Estão no horizonte possíveis terapêuticas trimestrais ou semestrais e cada vez mais há o atrevimento de prever uma cura funcional». Existe por isso uma necessidade de refletir sobre as mudanças ao nível das armas terapêuticas, perfil dos doentes, forma de seguimento destes e a redefinição de objetivos à escala global. Sobre este último ponto, observe-se os objetivos definidos pela ONUSIDA para o ano 2020 que se traduziram no que se denominou 90-90-90, ou seja, 90% de todos os casos diagnosticados, destes diagnósticos, 90% em tratamento e, destes em tratamento, 90% com viremias suprimidas. Paralelamente, no Congresso Mundial de Vancouver em 2015 foram apresentados os resultados finais do estudo “START”, que não deixa dúvidas em relação às vantagens de iniciar terapêutica em todos os doentes com diagnóstico de infeção por VIH, independentemente da sua carga viral ou contagem de linfócitos CD4.
Estes objetivos orientaram também as autoridades de saúde portuguesas, o que levou a que um número progressivamente maior de doentes esteja a iniciar terapêutica. O esforço económico do fornecimento de anti-retrovíricos a um número cada vez maior de pessoas será largamente compensado pelos ganhos em saúde e anos de vida, assim como na diminuição da transmissibilidade do vírus na comunidade. Um doente com viremia suprimida representa um risco muito menor de transmissão do vírus, numa perspetiva de “tratamento como prevenção”.

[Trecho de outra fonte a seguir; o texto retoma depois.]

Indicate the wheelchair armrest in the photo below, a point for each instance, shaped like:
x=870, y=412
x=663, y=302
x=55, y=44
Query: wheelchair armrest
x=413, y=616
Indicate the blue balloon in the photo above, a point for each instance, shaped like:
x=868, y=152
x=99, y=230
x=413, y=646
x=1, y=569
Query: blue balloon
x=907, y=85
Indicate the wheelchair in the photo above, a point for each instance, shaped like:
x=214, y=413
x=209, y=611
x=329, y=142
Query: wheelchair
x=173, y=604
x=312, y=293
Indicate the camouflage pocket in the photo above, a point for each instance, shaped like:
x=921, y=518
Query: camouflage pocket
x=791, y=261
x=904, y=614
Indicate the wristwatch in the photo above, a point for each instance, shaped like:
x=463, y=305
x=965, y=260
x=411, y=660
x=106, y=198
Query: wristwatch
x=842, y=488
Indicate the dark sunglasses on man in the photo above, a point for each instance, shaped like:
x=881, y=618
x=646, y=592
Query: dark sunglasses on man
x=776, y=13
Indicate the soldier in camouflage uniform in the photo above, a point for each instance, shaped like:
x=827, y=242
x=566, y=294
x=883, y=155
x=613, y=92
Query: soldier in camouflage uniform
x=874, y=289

É importante ainda frisar que, no caso português, o primeiro 90 (relacionado com o diagnóstico) tem uma grande probabilidade de já ter sido alcançado, segundo os últimos dados estatísticos. Para que se consigam os seguintes objetivos, doentes em tratamento e com carga viral suprimida, será preciso um esforço consertado das várias unidades de saúde e estruturas comunitárias, para a retenção em seguimento e tratamento dos doentes já diagnosticados, especialmente nos casos mais difíceis, como são as pessoas que se deslocam frequentemente dentro do país ou para fora dele.
Face a este novo quadro, impõe-se a adaptação das estruturas que seguem estes doentes em cada hospital, com equipas multidisciplinares em que a Medicina Interna terá um papel central. Também estruturas extra-hospitalares terão obrigatoriamente que estar envolvidas, num futuro que poderá vir a contemplar consultas e fornecimento de medicação fora dos Hospitais.
Ainda que tenha existido uma evolução inegavelmente positiva nas últimas décadas, é importante realçar o perfil do doente no nosso país, que sofreu alterações que devem ser analisadas e confrontadas. Se por um lado, os diagnósticos deixaram de estar maioritariamente ligados à utilização de drogas endovenosas, face ao grande sucesso das medidas tomadas neste campo nas últimas décadas, é preocupante a frequência atual de diagnósticos diretamente ligados à transmissão sexual, com particular relevância para a transmissão entre jovens homossexuais masculinos e entre pessoas de idades mais avançadas, na 5ª e 6ª décadas de vida, por relações heterossexuais.

«Do simples enunciado das questões levantadas, a merecer discussão mais aprofundada, constatamos que realmente os tempos estão a mudar. Cabe-nos a todos encontrar as respostas sopradas por estes ventos de mudança», conclui o especialista.